Mas, mais do que isso, o país está diante de uma oportunidade única para se posicionar como fornecedor de proteínas animais, grãos e outros produtos agrícolas com baixa emissão de carbono e emprego de técnicas sustentáveis, atendendo a uma demanda crescente, tanto do ponto de vista regulatório quanto do mercado consumidor.

Segundo o estudo que apoiou o Plano de Transição Ecológica do Ministério da Fazenda, a agricultura sustentável poderá gerar um crescimento anual do PIB de US$ 25 bilhões a US$ 35 bilhões até 2030 e criar até 2 milhões de postos de trabalho e oportunidades para a inclusão produtiva.

“O Brasil sai na frente de outros países, porque temos conhecimento acumulado em técnicas como plantio direto e reconstrução de solos. Temos os ativos intelectuais e boa parte dos empresários e produtores já entendeu que, para exportar, é preciso fazer essa transição”, diz José Pugas, sócio da gestora de investimentos JGP e um especialista no setor, que já foi vice-presidente da rede Integração Lavoura Pecuária Floresta.

Para gerar ainda mais conhecimento específico e permitir a captura dessa oportunidade, a Esalq-USP acaba de inaugurar um Centro de Estudos de Carbono em Agricultura Tropical (CCarbon), com o objetivo de estudar técnicas de absorção de carbono na agricultura praticada nas condições climáticas brasileiras.

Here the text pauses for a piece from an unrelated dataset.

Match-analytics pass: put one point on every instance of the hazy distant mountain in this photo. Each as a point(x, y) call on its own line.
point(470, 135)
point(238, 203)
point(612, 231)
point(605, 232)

Dois vetores impulsionam a tendência de descarbonização da agropecuária:

  • Mudanças climáticas - Se alguém ainda duvidava de que a mudança climática é real, o recorde de temperatura e os prejuízos deixados por eventos extremos em 2023 trataram de afastar as dúvidas. Enquanto na maioria das economias desenvolvidas os setores industriais respondem pela maior parte das emissões de gases responsáveis pelo aquecimento global e a transição energética é a principal resposta para a crise, no Brasil o quadro é outro. O setor agropecuário responde diretamente por 27% do total de emissões de gases de efeito-estufa brasileiras. O agro também está conectado ao segmento chamado de ‘mudança do uso da terra’, que contabiliza os gases lançados na atmosfera quando a cobertura vegetal é substituída por outro uso de menor estoque de carbono e que responde por 48% das emissões brasileiras – estamos falando de desmatamento. Ou seja, sem a descarbonização do agro, o Brasil não conseguirá entregar suas metas de redução de emissões e muito menos chegar ao net zero. E essa é uma via de mão dupla: não se trata apenas de mitigar os efeitos do agro sobre o clima, mas também de proteger a própria atividade das mudanças climáticas, criando sistemas de produção mais resilientes. Além das perdas dos produtores, a quebra da safra por causa de fatores climáticos ameaça o PIB brasileiro e já preocupa o governo.
  • Mercado consumidor - Diante da pressão para descarbonizar suas próprias economias, grandes mercados consumidores dos produtos agropecuários brasileiros estão criando regras para limitar a importação de produtos intensivos em carbono e/ou ligados ao desmatamento de biomas. O caso mais conhecido e quem está mais adiantada nessa agenda regulatória é aUnião Europeia. Mas a China, maior emissor de CO2 do planeta e principal mercado dos grãos brasileiros, também já está impondo barreiras. “A China já não quer importar produtos ligados ao desmatamento e está exigindo rastreabilidade da cadeia”, diz Eduardo Assad, consultor, professor e pesquisador brasileiro especializado em mudanças climáticas e seus impactos sobre o agronegócio, que esteve na China recentemente. E essa não é uma questão que afeta apenas o Brasil. O mundo todo enfrenta o desafio de garantir a segurança alimentar de uma população crescente de forma sustentável. Na COP28, em Dubai, a agricultura foi incluída como parte da solução para as mudanças climáticas e considerada um dos temas mais relevantes da Declaração de Sistemas Alimentares, assinada por 137 países.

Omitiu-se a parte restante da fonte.